The BBC has confirmed it will close its digital download store less than 18 months after it launched following poor sales and tough competition from streaming services like Netflix and Amazon Video. The corporation has begun emailing customers about the closure, noting that it has already stopped making programmes available to buy before it completely shuts down on November 1st.
As customers will no longer be able to access the content they've paid for, the BBC has said it will offer full refunds on purchases made since November 2015. Alternatively, the BBC will provide Amazon Video vouchers that can be used to buy or rent digital downloads. They'll be worth more than total purchase values on the BBC Store and can be used to buy BBC programmes (and any other content) listed on Amazon UK.

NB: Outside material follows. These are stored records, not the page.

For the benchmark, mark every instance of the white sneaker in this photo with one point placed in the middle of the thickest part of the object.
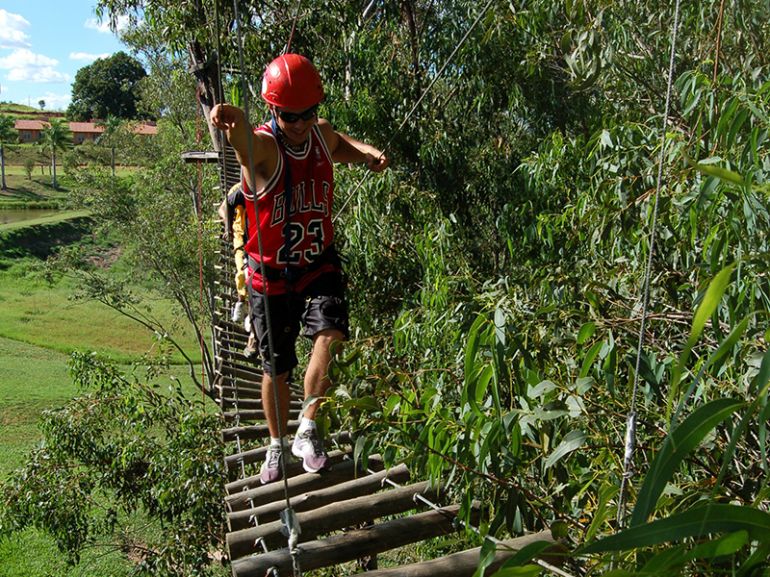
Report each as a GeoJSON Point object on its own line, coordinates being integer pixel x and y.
{"type": "Point", "coordinates": [308, 447]}
{"type": "Point", "coordinates": [238, 312]}
{"type": "Point", "coordinates": [271, 468]}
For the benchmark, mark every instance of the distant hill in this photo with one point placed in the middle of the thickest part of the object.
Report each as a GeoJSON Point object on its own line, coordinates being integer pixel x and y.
{"type": "Point", "coordinates": [27, 111]}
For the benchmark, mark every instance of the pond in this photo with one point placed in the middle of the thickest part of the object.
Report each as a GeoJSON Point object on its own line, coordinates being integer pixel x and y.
{"type": "Point", "coordinates": [11, 215]}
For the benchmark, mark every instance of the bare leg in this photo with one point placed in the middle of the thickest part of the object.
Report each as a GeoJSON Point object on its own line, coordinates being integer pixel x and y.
{"type": "Point", "coordinates": [272, 417]}
{"type": "Point", "coordinates": [317, 374]}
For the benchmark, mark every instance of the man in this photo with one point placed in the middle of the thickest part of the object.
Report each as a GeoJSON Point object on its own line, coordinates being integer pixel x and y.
{"type": "Point", "coordinates": [292, 262]}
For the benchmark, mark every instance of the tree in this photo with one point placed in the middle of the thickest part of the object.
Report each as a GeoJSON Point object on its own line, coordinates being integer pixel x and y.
{"type": "Point", "coordinates": [108, 87]}
{"type": "Point", "coordinates": [7, 135]}
{"type": "Point", "coordinates": [55, 136]}
{"type": "Point", "coordinates": [111, 127]}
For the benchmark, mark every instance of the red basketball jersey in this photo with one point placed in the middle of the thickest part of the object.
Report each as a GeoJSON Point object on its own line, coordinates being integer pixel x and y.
{"type": "Point", "coordinates": [307, 218]}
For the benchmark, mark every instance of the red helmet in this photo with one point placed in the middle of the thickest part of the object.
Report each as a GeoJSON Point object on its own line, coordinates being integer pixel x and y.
{"type": "Point", "coordinates": [291, 81]}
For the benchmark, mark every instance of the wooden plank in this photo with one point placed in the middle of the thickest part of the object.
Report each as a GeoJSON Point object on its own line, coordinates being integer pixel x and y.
{"type": "Point", "coordinates": [258, 455]}
{"type": "Point", "coordinates": [339, 440]}
{"type": "Point", "coordinates": [229, 392]}
{"type": "Point", "coordinates": [245, 404]}
{"type": "Point", "coordinates": [339, 473]}
{"type": "Point", "coordinates": [354, 544]}
{"type": "Point", "coordinates": [464, 563]}
{"type": "Point", "coordinates": [255, 415]}
{"type": "Point", "coordinates": [252, 432]}
{"type": "Point", "coordinates": [366, 485]}
{"type": "Point", "coordinates": [332, 517]}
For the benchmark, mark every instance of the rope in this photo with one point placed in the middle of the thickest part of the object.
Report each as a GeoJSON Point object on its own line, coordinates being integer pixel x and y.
{"type": "Point", "coordinates": [630, 437]}
{"type": "Point", "coordinates": [293, 529]}
{"type": "Point", "coordinates": [199, 200]}
{"type": "Point", "coordinates": [417, 104]}
{"type": "Point", "coordinates": [495, 540]}
{"type": "Point", "coordinates": [293, 27]}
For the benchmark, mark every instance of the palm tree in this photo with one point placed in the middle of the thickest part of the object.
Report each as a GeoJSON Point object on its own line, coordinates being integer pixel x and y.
{"type": "Point", "coordinates": [111, 127]}
{"type": "Point", "coordinates": [7, 135]}
{"type": "Point", "coordinates": [55, 137]}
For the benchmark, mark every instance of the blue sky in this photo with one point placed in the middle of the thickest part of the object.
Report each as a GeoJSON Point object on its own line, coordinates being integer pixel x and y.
{"type": "Point", "coordinates": [43, 43]}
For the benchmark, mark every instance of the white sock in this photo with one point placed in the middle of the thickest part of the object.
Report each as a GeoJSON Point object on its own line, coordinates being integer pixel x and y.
{"type": "Point", "coordinates": [305, 424]}
{"type": "Point", "coordinates": [278, 441]}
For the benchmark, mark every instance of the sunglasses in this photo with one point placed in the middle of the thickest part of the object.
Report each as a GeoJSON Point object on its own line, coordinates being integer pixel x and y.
{"type": "Point", "coordinates": [292, 117]}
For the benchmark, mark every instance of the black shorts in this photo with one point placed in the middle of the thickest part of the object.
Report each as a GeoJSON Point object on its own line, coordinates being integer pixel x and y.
{"type": "Point", "coordinates": [321, 306]}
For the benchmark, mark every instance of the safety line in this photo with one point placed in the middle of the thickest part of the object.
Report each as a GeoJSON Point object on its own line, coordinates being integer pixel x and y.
{"type": "Point", "coordinates": [630, 436]}
{"type": "Point", "coordinates": [293, 530]}
{"type": "Point", "coordinates": [293, 27]}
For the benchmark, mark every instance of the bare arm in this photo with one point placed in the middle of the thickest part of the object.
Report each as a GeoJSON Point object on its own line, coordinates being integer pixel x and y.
{"type": "Point", "coordinates": [232, 121]}
{"type": "Point", "coordinates": [347, 149]}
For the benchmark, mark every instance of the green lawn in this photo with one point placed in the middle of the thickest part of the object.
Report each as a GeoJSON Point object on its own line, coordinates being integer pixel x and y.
{"type": "Point", "coordinates": [39, 326]}
{"type": "Point", "coordinates": [32, 379]}
{"type": "Point", "coordinates": [31, 311]}
{"type": "Point", "coordinates": [48, 219]}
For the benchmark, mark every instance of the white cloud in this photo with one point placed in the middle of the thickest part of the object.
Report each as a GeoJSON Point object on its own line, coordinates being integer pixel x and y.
{"type": "Point", "coordinates": [12, 33]}
{"type": "Point", "coordinates": [87, 56]}
{"type": "Point", "coordinates": [25, 66]}
{"type": "Point", "coordinates": [104, 26]}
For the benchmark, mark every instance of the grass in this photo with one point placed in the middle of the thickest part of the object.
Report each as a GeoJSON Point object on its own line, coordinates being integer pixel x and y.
{"type": "Point", "coordinates": [33, 312]}
{"type": "Point", "coordinates": [48, 219]}
{"type": "Point", "coordinates": [39, 324]}
{"type": "Point", "coordinates": [32, 379]}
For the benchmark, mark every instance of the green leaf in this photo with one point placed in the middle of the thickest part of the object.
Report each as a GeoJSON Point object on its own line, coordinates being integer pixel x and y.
{"type": "Point", "coordinates": [524, 555]}
{"type": "Point", "coordinates": [699, 521]}
{"type": "Point", "coordinates": [586, 332]}
{"type": "Point", "coordinates": [486, 556]}
{"type": "Point", "coordinates": [590, 358]}
{"type": "Point", "coordinates": [720, 173]}
{"type": "Point", "coordinates": [523, 571]}
{"type": "Point", "coordinates": [676, 447]}
{"type": "Point", "coordinates": [606, 492]}
{"type": "Point", "coordinates": [727, 545]}
{"type": "Point", "coordinates": [713, 361]}
{"type": "Point", "coordinates": [571, 442]}
{"type": "Point", "coordinates": [706, 309]}
{"type": "Point", "coordinates": [763, 375]}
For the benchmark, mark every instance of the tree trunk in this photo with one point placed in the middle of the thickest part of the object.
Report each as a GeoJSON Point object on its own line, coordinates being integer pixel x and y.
{"type": "Point", "coordinates": [53, 168]}
{"type": "Point", "coordinates": [2, 166]}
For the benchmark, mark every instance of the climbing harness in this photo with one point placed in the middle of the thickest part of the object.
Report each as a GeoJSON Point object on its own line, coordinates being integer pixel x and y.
{"type": "Point", "coordinates": [630, 436]}
{"type": "Point", "coordinates": [289, 518]}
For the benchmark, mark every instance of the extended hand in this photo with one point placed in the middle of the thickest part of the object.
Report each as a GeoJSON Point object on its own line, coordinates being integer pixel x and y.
{"type": "Point", "coordinates": [225, 116]}
{"type": "Point", "coordinates": [377, 163]}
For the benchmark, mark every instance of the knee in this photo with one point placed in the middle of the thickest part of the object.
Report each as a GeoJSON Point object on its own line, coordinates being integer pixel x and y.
{"type": "Point", "coordinates": [329, 340]}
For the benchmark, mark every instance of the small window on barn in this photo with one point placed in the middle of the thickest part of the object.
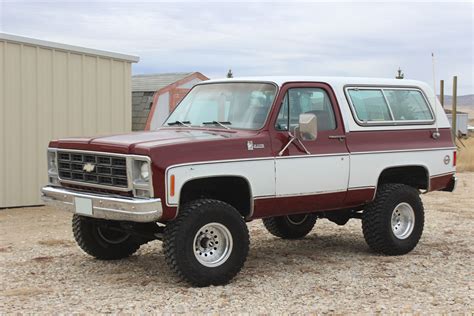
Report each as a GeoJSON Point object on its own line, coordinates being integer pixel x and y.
{"type": "Point", "coordinates": [408, 105]}
{"type": "Point", "coordinates": [369, 105]}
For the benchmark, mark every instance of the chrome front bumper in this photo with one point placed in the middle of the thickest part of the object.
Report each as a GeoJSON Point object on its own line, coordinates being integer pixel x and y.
{"type": "Point", "coordinates": [105, 207]}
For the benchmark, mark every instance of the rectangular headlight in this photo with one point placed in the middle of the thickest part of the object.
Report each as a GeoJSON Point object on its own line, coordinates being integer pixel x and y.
{"type": "Point", "coordinates": [141, 173]}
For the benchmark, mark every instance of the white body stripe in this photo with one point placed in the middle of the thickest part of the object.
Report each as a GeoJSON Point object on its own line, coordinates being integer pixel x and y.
{"type": "Point", "coordinates": [311, 174]}
{"type": "Point", "coordinates": [259, 173]}
{"type": "Point", "coordinates": [306, 175]}
{"type": "Point", "coordinates": [366, 167]}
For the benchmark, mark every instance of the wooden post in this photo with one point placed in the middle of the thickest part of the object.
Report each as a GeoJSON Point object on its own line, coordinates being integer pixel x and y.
{"type": "Point", "coordinates": [454, 112]}
{"type": "Point", "coordinates": [441, 92]}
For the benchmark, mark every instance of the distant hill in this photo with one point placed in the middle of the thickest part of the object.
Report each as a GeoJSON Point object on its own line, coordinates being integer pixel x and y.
{"type": "Point", "coordinates": [463, 100]}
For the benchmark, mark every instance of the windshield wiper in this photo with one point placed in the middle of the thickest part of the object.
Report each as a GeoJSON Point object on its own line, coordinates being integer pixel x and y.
{"type": "Point", "coordinates": [182, 123]}
{"type": "Point", "coordinates": [220, 123]}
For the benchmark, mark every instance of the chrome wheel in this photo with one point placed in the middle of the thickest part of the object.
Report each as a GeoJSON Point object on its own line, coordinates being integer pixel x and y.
{"type": "Point", "coordinates": [112, 236]}
{"type": "Point", "coordinates": [403, 220]}
{"type": "Point", "coordinates": [297, 219]}
{"type": "Point", "coordinates": [212, 245]}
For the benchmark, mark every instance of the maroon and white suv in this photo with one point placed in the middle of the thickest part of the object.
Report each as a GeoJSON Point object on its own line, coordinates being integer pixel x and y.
{"type": "Point", "coordinates": [288, 150]}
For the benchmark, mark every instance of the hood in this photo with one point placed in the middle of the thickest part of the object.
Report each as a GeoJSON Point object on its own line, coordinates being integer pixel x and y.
{"type": "Point", "coordinates": [143, 141]}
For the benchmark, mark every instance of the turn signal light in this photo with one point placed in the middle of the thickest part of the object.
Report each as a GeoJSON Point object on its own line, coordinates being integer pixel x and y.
{"type": "Point", "coordinates": [172, 185]}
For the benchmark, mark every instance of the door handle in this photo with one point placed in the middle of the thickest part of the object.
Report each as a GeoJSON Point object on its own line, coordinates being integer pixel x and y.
{"type": "Point", "coordinates": [340, 137]}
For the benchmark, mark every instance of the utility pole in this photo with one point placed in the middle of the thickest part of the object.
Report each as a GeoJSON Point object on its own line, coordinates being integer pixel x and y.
{"type": "Point", "coordinates": [441, 92]}
{"type": "Point", "coordinates": [400, 74]}
{"type": "Point", "coordinates": [454, 113]}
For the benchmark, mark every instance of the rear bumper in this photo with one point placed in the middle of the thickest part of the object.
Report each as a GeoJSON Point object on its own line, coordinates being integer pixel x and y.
{"type": "Point", "coordinates": [105, 207]}
{"type": "Point", "coordinates": [451, 185]}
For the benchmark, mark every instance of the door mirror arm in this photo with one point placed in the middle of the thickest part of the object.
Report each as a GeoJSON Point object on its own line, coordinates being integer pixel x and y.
{"type": "Point", "coordinates": [293, 138]}
{"type": "Point", "coordinates": [307, 129]}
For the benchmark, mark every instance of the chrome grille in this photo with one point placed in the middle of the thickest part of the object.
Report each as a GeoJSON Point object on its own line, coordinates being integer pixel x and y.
{"type": "Point", "coordinates": [110, 171]}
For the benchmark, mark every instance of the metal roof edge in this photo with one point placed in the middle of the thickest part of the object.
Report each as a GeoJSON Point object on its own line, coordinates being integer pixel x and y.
{"type": "Point", "coordinates": [66, 47]}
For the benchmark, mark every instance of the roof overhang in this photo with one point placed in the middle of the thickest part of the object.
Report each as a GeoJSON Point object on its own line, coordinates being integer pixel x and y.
{"type": "Point", "coordinates": [68, 48]}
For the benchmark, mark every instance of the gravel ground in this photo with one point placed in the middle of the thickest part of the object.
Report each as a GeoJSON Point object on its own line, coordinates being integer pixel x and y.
{"type": "Point", "coordinates": [330, 271]}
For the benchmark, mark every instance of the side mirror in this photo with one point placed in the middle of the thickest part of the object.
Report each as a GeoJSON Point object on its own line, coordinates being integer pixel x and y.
{"type": "Point", "coordinates": [308, 127]}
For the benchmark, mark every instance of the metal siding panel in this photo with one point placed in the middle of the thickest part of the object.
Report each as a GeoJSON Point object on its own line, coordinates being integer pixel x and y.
{"type": "Point", "coordinates": [104, 88]}
{"type": "Point", "coordinates": [89, 93]}
{"type": "Point", "coordinates": [60, 98]}
{"type": "Point", "coordinates": [45, 110]}
{"type": "Point", "coordinates": [12, 124]}
{"type": "Point", "coordinates": [2, 126]}
{"type": "Point", "coordinates": [29, 180]}
{"type": "Point", "coordinates": [128, 96]}
{"type": "Point", "coordinates": [75, 94]}
{"type": "Point", "coordinates": [116, 97]}
{"type": "Point", "coordinates": [51, 94]}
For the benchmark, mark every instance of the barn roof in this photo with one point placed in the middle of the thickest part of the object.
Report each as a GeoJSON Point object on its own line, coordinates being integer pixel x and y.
{"type": "Point", "coordinates": [155, 82]}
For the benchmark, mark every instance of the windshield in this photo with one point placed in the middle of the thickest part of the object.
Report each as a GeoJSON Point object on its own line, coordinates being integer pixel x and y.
{"type": "Point", "coordinates": [225, 105]}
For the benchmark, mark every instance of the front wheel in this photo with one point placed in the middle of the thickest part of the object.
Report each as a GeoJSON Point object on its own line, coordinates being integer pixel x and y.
{"type": "Point", "coordinates": [393, 223]}
{"type": "Point", "coordinates": [207, 243]}
{"type": "Point", "coordinates": [102, 239]}
{"type": "Point", "coordinates": [290, 226]}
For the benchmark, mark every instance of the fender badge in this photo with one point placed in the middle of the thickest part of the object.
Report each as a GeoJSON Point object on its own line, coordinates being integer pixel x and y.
{"type": "Point", "coordinates": [88, 167]}
{"type": "Point", "coordinates": [252, 146]}
{"type": "Point", "coordinates": [446, 159]}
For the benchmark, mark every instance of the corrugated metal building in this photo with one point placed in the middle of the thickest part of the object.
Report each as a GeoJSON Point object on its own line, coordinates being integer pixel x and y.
{"type": "Point", "coordinates": [155, 96]}
{"type": "Point", "coordinates": [51, 90]}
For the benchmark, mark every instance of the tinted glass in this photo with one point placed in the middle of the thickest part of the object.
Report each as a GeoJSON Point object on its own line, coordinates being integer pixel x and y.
{"type": "Point", "coordinates": [408, 105]}
{"type": "Point", "coordinates": [306, 100]}
{"type": "Point", "coordinates": [239, 105]}
{"type": "Point", "coordinates": [370, 105]}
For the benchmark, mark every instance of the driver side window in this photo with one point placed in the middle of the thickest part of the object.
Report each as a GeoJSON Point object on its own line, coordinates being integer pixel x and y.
{"type": "Point", "coordinates": [306, 100]}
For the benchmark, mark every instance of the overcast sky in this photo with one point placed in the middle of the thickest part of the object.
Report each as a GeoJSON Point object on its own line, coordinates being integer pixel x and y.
{"type": "Point", "coordinates": [266, 38]}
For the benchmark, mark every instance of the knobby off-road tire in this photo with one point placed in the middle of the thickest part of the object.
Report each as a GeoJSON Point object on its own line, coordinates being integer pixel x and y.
{"type": "Point", "coordinates": [290, 226]}
{"type": "Point", "coordinates": [393, 223]}
{"type": "Point", "coordinates": [207, 244]}
{"type": "Point", "coordinates": [100, 242]}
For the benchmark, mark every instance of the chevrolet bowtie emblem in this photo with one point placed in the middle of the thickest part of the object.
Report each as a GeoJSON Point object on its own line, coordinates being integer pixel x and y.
{"type": "Point", "coordinates": [88, 167]}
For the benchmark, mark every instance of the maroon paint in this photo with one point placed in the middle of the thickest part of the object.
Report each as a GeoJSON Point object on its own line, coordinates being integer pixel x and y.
{"type": "Point", "coordinates": [441, 182]}
{"type": "Point", "coordinates": [398, 140]}
{"type": "Point", "coordinates": [171, 146]}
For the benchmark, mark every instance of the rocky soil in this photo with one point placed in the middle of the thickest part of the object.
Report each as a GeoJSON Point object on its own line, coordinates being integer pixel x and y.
{"type": "Point", "coordinates": [330, 271]}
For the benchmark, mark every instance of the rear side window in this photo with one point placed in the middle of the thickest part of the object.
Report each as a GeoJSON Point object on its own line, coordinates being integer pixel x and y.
{"type": "Point", "coordinates": [370, 105]}
{"type": "Point", "coordinates": [389, 105]}
{"type": "Point", "coordinates": [408, 105]}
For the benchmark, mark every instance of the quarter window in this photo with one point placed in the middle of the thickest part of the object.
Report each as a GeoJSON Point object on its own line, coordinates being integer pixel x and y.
{"type": "Point", "coordinates": [389, 105]}
{"type": "Point", "coordinates": [306, 100]}
{"type": "Point", "coordinates": [370, 105]}
{"type": "Point", "coordinates": [408, 105]}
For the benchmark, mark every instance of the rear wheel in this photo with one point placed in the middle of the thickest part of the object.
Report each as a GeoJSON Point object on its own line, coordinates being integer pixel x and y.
{"type": "Point", "coordinates": [207, 243]}
{"type": "Point", "coordinates": [100, 240]}
{"type": "Point", "coordinates": [290, 226]}
{"type": "Point", "coordinates": [393, 223]}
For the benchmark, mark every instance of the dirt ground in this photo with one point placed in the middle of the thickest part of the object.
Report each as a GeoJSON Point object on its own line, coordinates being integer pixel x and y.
{"type": "Point", "coordinates": [330, 271]}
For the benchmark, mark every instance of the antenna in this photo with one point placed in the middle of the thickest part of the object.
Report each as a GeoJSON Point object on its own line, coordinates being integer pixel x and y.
{"type": "Point", "coordinates": [436, 134]}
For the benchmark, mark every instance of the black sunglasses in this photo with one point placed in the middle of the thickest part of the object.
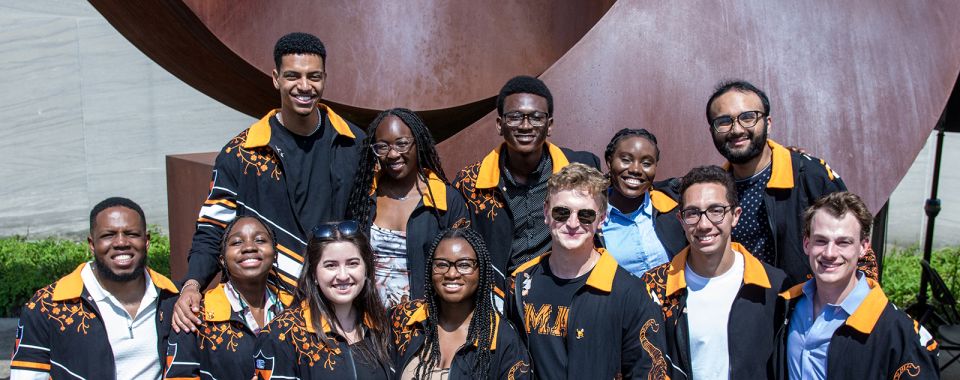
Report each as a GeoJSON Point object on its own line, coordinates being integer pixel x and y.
{"type": "Point", "coordinates": [346, 228]}
{"type": "Point", "coordinates": [562, 213]}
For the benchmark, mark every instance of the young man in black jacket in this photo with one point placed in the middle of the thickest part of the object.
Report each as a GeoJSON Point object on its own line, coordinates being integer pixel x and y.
{"type": "Point", "coordinates": [505, 191]}
{"type": "Point", "coordinates": [841, 325]}
{"type": "Point", "coordinates": [719, 302]}
{"type": "Point", "coordinates": [582, 315]}
{"type": "Point", "coordinates": [294, 168]}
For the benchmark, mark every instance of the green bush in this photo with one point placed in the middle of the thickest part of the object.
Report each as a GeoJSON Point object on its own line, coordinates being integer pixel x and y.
{"type": "Point", "coordinates": [901, 272]}
{"type": "Point", "coordinates": [26, 266]}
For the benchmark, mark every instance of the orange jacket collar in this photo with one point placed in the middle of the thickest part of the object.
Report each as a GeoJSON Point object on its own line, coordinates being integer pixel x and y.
{"type": "Point", "coordinates": [753, 271]}
{"type": "Point", "coordinates": [420, 315]}
{"type": "Point", "coordinates": [259, 134]}
{"type": "Point", "coordinates": [489, 175]}
{"type": "Point", "coordinates": [71, 285]}
{"type": "Point", "coordinates": [437, 189]}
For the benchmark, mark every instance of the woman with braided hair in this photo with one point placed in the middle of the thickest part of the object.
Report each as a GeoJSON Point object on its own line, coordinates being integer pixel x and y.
{"type": "Point", "coordinates": [641, 229]}
{"type": "Point", "coordinates": [455, 332]}
{"type": "Point", "coordinates": [401, 198]}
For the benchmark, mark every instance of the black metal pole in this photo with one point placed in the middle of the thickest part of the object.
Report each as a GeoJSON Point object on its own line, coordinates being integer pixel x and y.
{"type": "Point", "coordinates": [931, 208]}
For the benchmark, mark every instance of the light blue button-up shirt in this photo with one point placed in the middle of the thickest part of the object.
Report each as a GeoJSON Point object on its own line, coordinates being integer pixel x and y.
{"type": "Point", "coordinates": [809, 339]}
{"type": "Point", "coordinates": [631, 239]}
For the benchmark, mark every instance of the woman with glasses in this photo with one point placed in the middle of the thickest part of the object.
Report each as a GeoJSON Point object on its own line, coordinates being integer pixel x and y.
{"type": "Point", "coordinates": [402, 198]}
{"type": "Point", "coordinates": [336, 327]}
{"type": "Point", "coordinates": [233, 312]}
{"type": "Point", "coordinates": [454, 332]}
{"type": "Point", "coordinates": [641, 230]}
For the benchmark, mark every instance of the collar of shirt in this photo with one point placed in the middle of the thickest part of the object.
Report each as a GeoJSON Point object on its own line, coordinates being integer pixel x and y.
{"type": "Point", "coordinates": [851, 302]}
{"type": "Point", "coordinates": [645, 210]}
{"type": "Point", "coordinates": [100, 294]}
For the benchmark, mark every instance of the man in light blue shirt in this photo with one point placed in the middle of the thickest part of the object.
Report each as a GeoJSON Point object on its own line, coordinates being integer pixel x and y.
{"type": "Point", "coordinates": [631, 239]}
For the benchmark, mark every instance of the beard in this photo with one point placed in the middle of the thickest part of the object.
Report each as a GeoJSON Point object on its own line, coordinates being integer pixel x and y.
{"type": "Point", "coordinates": [757, 142]}
{"type": "Point", "coordinates": [104, 271]}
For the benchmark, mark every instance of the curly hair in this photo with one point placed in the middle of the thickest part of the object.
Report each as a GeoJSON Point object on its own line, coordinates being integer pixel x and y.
{"type": "Point", "coordinates": [484, 313]}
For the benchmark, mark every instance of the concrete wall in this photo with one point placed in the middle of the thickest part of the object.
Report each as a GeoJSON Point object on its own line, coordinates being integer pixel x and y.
{"type": "Point", "coordinates": [86, 116]}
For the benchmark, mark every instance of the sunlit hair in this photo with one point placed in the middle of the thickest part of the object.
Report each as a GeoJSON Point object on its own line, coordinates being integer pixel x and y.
{"type": "Point", "coordinates": [367, 303]}
{"type": "Point", "coordinates": [577, 176]}
{"type": "Point", "coordinates": [484, 314]}
{"type": "Point", "coordinates": [838, 205]}
{"type": "Point", "coordinates": [272, 275]}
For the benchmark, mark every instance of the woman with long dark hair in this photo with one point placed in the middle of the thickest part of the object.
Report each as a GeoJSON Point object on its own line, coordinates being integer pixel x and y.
{"type": "Point", "coordinates": [402, 198]}
{"type": "Point", "coordinates": [455, 332]}
{"type": "Point", "coordinates": [337, 326]}
{"type": "Point", "coordinates": [233, 312]}
{"type": "Point", "coordinates": [641, 229]}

"Since the appetite for BBC shows on SVOD and other third party platforms is growing in the UK and abroad, it doesn't make sense for us to invest further in BBC Store where demand has not been as strong as we'd hoped in a rapidly changing market," a spokesperson said in a statement. It will continue to sell programmes via DVD and iTunes, but is keen to reduce costs as it prepares to offer free TV licenses to over-75s.
Even though the BBC will help customers find similar programming on Amazon, the Store offered over 7,000 hours of TV, which including shows that have never been available digitally before, like Dad's Army and Morecambe & Wise. However, the corporation says it is working "to find new ways to make archive content available."
If the rumours are true, BritBox -- the BBC- and ITV-owned streaming service that launched in the US earlier this year -- could be expanded to host more of the BBC's back catalogue and eventually launch in the UK.